Considering the budget and limiting government spending and prioritising spending according to the current situation, I think that one of the most important ones is education, and social solidarity networks must be supported, as well as supporting the social protection programs that were launched during the COVID-19 crisis by providing in-kind or cash support along with good public debt management.

SE: Has the Russian-Ukrainian war covered the world's interest in the COVID-19 pandemic and its variants?

MP: The Ukrainian war has taken the world’s attention at the moment from many other issues, but we must not forget the COVID-19 pandemic that is still going on, as well as the climate crisis that affects all human activities. Dealing with medical needs, supporting health systems, providing vaccinations, providing data and information, and developing systems for work from home and distance education, all of which are still important and we need to increase vaccination rates, especially in Africa.

SE: Can the current crises create a new world order?

MP: The current crises are serious and important, and they must be dealt with on the basis of cooperation and coordination between states.
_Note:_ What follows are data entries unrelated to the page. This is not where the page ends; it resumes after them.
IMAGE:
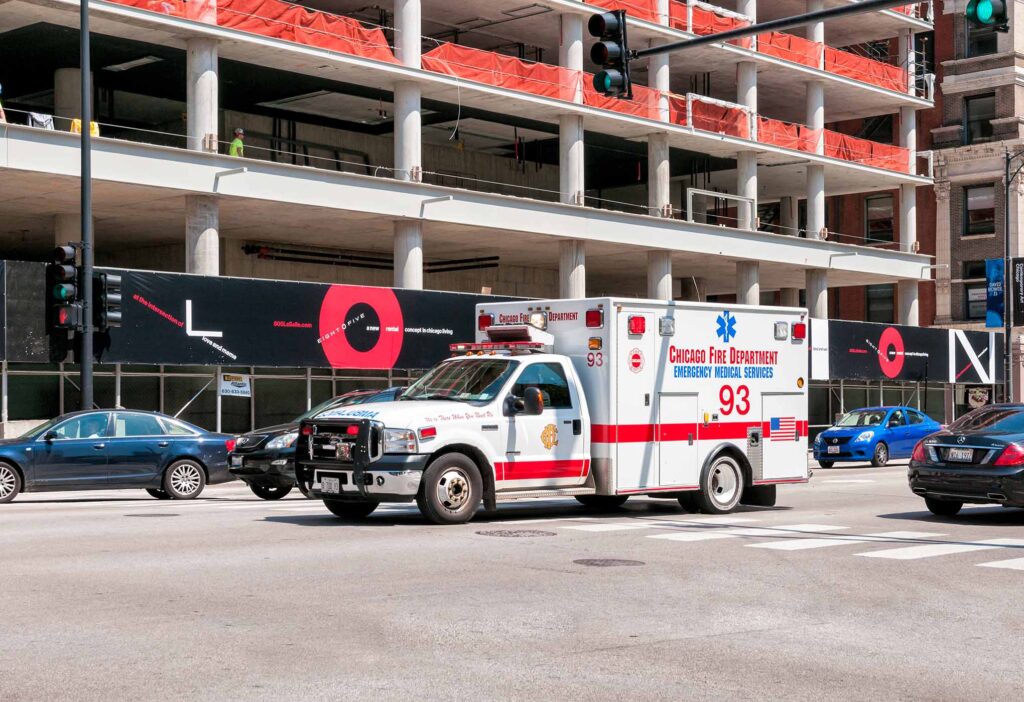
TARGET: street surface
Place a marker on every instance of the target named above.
(848, 590)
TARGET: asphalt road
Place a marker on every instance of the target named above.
(848, 590)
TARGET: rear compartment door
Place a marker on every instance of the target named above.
(677, 438)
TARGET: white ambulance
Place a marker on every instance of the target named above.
(597, 399)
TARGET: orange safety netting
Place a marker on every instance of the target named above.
(796, 136)
(866, 152)
(791, 48)
(643, 9)
(292, 23)
(645, 102)
(506, 72)
(866, 70)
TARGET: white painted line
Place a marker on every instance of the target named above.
(934, 550)
(1014, 564)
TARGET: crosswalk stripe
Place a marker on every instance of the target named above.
(934, 550)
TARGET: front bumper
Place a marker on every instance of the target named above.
(989, 484)
(392, 479)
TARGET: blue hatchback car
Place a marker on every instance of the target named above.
(875, 434)
(115, 449)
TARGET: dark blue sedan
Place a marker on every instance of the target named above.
(115, 449)
(875, 434)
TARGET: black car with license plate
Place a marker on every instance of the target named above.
(265, 458)
(977, 459)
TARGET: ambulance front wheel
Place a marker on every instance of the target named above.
(721, 486)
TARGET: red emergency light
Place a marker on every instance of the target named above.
(637, 324)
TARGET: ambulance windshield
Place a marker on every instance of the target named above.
(463, 380)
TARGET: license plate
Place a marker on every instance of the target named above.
(964, 455)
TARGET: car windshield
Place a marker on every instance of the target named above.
(862, 418)
(1009, 420)
(464, 380)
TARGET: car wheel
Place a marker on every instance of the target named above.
(452, 489)
(10, 482)
(760, 495)
(942, 508)
(269, 491)
(350, 510)
(184, 480)
(721, 486)
(602, 501)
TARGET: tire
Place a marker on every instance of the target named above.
(350, 510)
(451, 490)
(943, 508)
(602, 501)
(721, 486)
(269, 491)
(690, 501)
(10, 482)
(760, 495)
(184, 480)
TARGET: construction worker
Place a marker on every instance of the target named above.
(238, 146)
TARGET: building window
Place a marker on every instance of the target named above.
(879, 219)
(978, 115)
(975, 301)
(979, 210)
(881, 304)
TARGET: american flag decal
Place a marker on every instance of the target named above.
(782, 429)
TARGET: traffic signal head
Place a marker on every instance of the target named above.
(988, 13)
(611, 53)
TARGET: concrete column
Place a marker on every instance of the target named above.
(659, 274)
(202, 235)
(790, 297)
(572, 269)
(748, 282)
(409, 254)
(817, 293)
(202, 93)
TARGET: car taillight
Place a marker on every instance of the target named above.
(920, 454)
(1012, 455)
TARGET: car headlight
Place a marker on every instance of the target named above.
(399, 441)
(284, 441)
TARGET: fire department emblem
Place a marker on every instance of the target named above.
(549, 437)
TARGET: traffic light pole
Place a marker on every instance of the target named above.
(85, 338)
(771, 26)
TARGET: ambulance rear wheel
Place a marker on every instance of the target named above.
(721, 486)
(602, 501)
(451, 490)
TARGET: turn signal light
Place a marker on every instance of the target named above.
(1012, 455)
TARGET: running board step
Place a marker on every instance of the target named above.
(554, 492)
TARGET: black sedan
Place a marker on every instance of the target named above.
(979, 458)
(265, 458)
(115, 449)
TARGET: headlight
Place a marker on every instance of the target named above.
(284, 441)
(399, 441)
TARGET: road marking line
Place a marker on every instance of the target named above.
(934, 550)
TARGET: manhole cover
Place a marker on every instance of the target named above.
(515, 533)
(606, 562)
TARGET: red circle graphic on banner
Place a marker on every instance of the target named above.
(360, 327)
(891, 339)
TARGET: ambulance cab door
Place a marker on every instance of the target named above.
(546, 449)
It is difficult to return to the principles of self-sufficiency and dependence on the capabilities of the state only because this is a very costly and impractical matter and it is difficult to achieve even if the state tries to achieve it because it affects the quality and efficiency of goods and services available to its citizens.

More important than independence and self-reliance is to ensure the diversity of sources of food, energy and goods and not to rely on one source, which exposes the country to danger in the event of a crisis.

Countries must also work to control inflation rates and high prices in local markets and stabilisation of macroeconomic indicators, in addition to reducing spending and focusing on priorities and searching for new sources of growth, and in the case of Egypt, for example, it is possible to search for alternatives to increase income from tourism, which was greatly affected by the COVID-19 crisis and then the Russian-Ukrainian war. 

These alternatives may be tourism - internal or other sources of foreign tourism - as well as diversifying the sources of energy and securing the supply of goods. 

The focus of Egyptian products and interest in innovation, technology and digital transformation: this is an important field in which Egypt can be distinguished, as it was distinguished before in the field of call centres. Egypt can excel in the field of program design, data entry and processing, in addition to focusing on investing in education.